Klaas Knot (DNB): high house prices and share prices pose a risk

What risks do you see for the economy?

In the first place, the exuberant share prices on the international financial markets. There, the compensation that investors receive for the risks they run is very low, even though they also perceive the risk as low. If at a certain point investors start to think that the risks are higher, then share prices could start to fall.

There is also the risk that is called ‘made in Holland’, which has to do with the housing market. The development of house prices is quite erratic and recently quite exuberant and you can ask yourself questions about that. There is still risky borrowing behavior and I am concerned about that.

Thirdly, climate change and the effects it will have on the Dutch and international financial sector are a risk. But that’s more of a long-term risk.

Do you see the high share prices as a risk?

Yes, to the extent that those highs come about because investors expect inflation and interest rates to remain at their current low levels until the end of the day. I do think that the current wave of inflation is largely temporary, but wise investors are also considering other inflation scenarios.
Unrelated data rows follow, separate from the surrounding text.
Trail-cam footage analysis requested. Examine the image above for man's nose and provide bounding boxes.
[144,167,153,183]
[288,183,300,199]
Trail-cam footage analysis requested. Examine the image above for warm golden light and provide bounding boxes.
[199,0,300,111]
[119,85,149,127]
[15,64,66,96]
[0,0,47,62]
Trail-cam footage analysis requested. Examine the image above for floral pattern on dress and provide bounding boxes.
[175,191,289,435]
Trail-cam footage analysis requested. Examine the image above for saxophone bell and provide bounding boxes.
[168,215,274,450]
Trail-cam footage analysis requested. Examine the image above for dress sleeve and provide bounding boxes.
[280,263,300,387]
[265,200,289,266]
Last week, the minutes of the ECB (European Central Bank) showed that it is concerned about the risk of more inflation than is now expected. Of course, that would also lead to different expectations for interest rates and that could lead to price falls.

I think that’s also what we’ve been seeing a bit over the past few weeks. The moment news of somewhat higher inflation came again, this immediately led to price falls on international financial markets.

You referred to developments in the housing market as a threat to financial stability. How?

House prices are rising rapidly, it cannot continue like this. We all know that if house prices were ever to fall again, it could lead to damaging downward spirals. If consumers are flooded with their mortgage, this can lead to lower consumer confidence and lower economic growth.

There is now riskier lending behavior by home buyers. Often as much is borrowed as possible within the existing lending standards and home buyers borrow more often without interest. In other words, the vulnerabilities faced by households if house prices eventually fall will increase.

Do you expect a turnaround in the housing market?

I can’t predict that. The rising house prices are partly due to low interest rates and the interest rate policy of the central banks will eventually affect house prices. Again, I think the inflation wave will be mostly temporary, but both inflation and interest rates will turn out higher than we currently expect, rather than lower.

The low interest rates with risks for the housing market and equities are partly due to you, isn’t it?

Yes, in part it is, but I would like to make two caveats. In the first place, house prices in the eurozone are rising by 6.1 percent and in the Netherlands by 17.8 percent. That difference of 11.7 percentage points can hardly be attributed to the low interest rates. In addition, the interest rate is not only low because of the policy of the ECB, but mainly because there are more parties worldwide that want to save than parties that want to invest.

What should be done to reduce the risks for the housing market and investors?

In any case, what I want to warn about is the possibility that there will be more inflation than the ECB now thinks. That risk is simply there and if it actually happens, the ECB’s policy will also have to be adjusted. It is better if you also take less favorable scenarios into account.

But how much stimulation does the economy still need?

The monetary policy of the ECB is determined on the basis of developments in the economy of the entire eurozone. The Dutch economy has approximately made up for the corona damage, but that is not yet the case for the economy of the entire eurozone. We expect that to be the case by the end of the year, which is why the ECB believes it can end the emergency buyback program in March next year.

You also mentioned that you see climate-related risks for financial institutions. How does that work?

We conducted a stress test to determine the extent to which real estate investments are sensitive to the risk of flooding. That sensitivity is there, because there are important investment properties in locations that are vulnerable to flood risks. That means those who own that property have to factor in the depreciation of that property and any repair costs you will incur if a flood does indeed occur.